Angles in a Triangle

Let's delve into the geometric aspect of angles in a triangle. In geometry, the sum of angles inside a triangle is always \(180^{\circ}\). However, in our case, we are concerned with angles at the central knot \( P \). These angles determine how the forces spread out from \( P \).

In the given problem scenario, you are asked to demonstrate through equilibrium conditions that the angles \( \alpha, \beta, \) and \( \gamma \) at point \( P \) should each sum to \(120^{\circ}\) when paired. This specific configuration occurs because the angled tensions create a symmetrical force distribution, resulting in equal angles when viewed in terms of force balance. Such a geometric insight is crucial for understanding how equilibrium is achieved through symmetry.

Equilibrium Conditions

Equilibrium is the state where no net force acts on the system, resulting in no movement. In a static scenario, equilibrium conditions denote that all forces and moments must balance. It is the state where the system remains constant.

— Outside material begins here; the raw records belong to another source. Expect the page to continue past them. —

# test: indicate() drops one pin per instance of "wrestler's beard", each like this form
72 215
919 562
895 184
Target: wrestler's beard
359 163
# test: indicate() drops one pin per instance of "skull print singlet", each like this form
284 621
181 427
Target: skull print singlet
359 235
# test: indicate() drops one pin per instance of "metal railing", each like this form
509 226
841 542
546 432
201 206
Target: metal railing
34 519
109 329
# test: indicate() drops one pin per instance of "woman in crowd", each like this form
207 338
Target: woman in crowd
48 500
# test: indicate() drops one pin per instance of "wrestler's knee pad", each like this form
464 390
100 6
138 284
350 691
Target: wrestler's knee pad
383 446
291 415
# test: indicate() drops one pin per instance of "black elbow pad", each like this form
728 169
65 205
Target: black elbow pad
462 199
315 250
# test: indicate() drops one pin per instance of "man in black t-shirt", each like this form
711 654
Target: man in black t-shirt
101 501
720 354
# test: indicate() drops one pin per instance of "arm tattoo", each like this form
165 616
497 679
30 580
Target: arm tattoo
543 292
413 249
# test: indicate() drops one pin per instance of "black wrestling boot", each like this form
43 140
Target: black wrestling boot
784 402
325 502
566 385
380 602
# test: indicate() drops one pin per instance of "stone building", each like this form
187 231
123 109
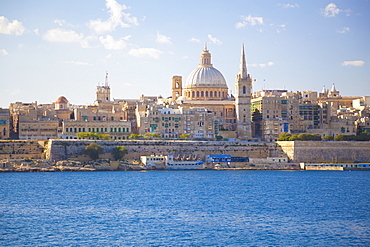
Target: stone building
170 122
39 129
118 130
4 124
206 87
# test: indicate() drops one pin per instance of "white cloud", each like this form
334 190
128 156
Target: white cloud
110 44
79 63
86 42
143 52
163 39
7 27
13 92
344 30
214 40
331 10
115 20
261 65
194 40
250 21
60 22
353 63
4 52
61 35
288 5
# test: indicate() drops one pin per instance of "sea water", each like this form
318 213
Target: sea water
185 208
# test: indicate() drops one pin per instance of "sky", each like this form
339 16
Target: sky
64 48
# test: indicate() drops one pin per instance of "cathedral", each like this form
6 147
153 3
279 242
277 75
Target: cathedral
206 87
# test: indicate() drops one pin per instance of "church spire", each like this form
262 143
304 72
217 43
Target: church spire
205 57
243 66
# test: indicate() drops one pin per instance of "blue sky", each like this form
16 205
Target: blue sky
54 48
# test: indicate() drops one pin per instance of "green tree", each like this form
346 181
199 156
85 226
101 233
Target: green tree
219 138
135 136
88 135
184 136
328 138
284 136
118 152
294 138
93 150
339 138
151 135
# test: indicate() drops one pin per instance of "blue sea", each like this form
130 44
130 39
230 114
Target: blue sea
185 208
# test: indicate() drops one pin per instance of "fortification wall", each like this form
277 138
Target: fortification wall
326 151
64 149
21 149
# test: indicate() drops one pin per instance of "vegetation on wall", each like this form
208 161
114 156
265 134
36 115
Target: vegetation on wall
118 152
151 135
135 136
94 136
364 136
93 150
184 136
301 137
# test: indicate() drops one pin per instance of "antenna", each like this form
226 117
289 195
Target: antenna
106 79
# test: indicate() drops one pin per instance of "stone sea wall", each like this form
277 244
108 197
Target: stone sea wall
297 151
65 149
22 149
326 151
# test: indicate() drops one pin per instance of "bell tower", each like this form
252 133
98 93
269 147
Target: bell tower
243 88
103 92
176 87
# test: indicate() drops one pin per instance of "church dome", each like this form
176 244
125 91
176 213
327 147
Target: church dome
205 75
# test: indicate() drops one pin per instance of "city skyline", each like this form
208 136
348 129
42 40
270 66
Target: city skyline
49 49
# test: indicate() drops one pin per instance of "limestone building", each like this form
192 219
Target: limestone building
170 122
206 87
118 130
4 124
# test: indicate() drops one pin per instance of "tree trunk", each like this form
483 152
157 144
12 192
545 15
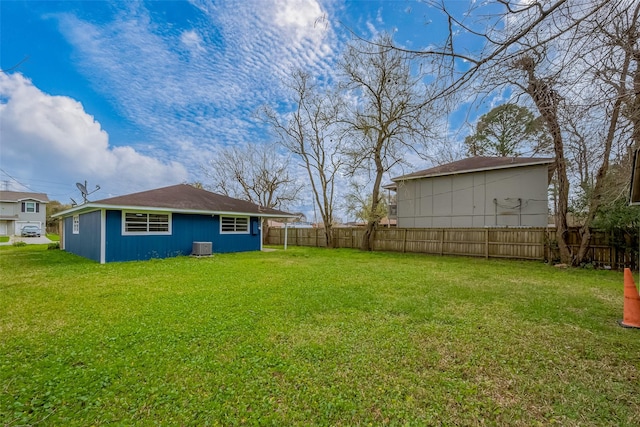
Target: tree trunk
546 100
328 235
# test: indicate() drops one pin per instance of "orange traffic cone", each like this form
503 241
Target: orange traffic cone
631 316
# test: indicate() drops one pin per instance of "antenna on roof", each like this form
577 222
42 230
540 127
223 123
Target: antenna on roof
83 190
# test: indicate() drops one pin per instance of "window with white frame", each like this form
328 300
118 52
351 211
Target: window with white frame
234 224
30 207
146 223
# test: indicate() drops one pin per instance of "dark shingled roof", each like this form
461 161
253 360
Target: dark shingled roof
16 196
476 164
188 198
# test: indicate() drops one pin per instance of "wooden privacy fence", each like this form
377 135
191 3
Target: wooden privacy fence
514 243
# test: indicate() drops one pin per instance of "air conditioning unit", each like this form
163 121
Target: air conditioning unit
202 248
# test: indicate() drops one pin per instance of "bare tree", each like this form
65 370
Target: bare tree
310 133
388 115
569 59
255 173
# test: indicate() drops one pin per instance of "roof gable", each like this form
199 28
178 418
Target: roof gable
19 196
185 198
476 164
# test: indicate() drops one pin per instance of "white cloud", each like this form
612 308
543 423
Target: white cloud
139 64
51 138
192 41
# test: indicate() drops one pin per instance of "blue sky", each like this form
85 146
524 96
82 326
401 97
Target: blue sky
138 95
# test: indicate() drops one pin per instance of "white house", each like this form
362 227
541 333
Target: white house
18 209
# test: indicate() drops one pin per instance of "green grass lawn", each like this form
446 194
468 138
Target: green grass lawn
312 337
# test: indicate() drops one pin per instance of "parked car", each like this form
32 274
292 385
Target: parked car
30 231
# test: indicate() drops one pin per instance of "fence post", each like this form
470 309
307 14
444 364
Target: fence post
404 241
486 243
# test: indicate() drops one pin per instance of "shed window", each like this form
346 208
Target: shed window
30 207
234 224
146 223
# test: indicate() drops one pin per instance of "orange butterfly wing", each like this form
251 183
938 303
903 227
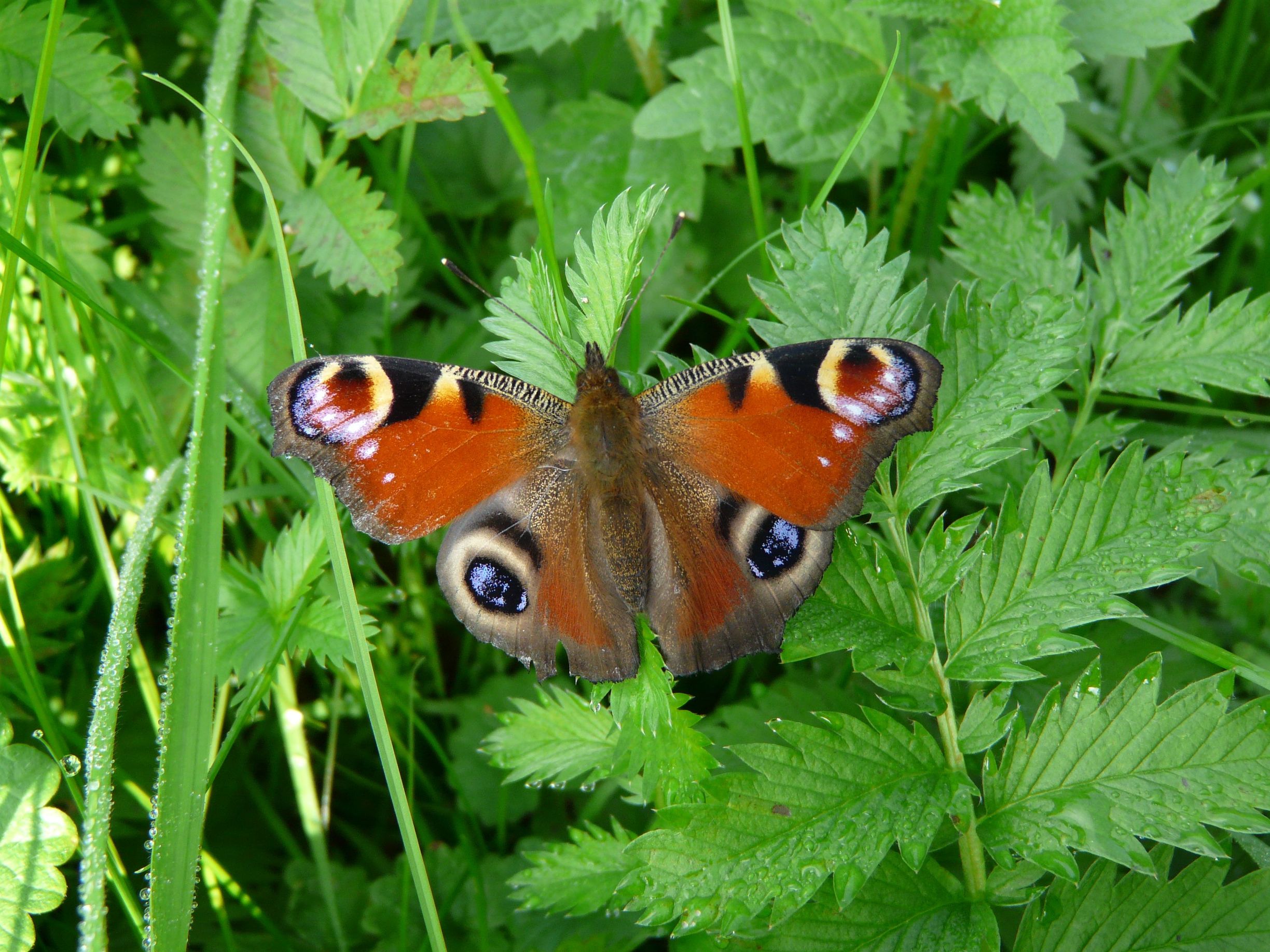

In our triangle table problem, equilibrium is shown by making sure that the vector sum of the forces is zero. This asks for symmetrical angles at the knot \( P \), leading each pair of angles to add up to \(120^{\circ}\). The conditions of equilibrium are achieved here by focusing on force distribution and angle equality, given the identical tensions because of frictionless pulleys and the weights attached. Properly understanding these conditions can help analyze various static systems effectively.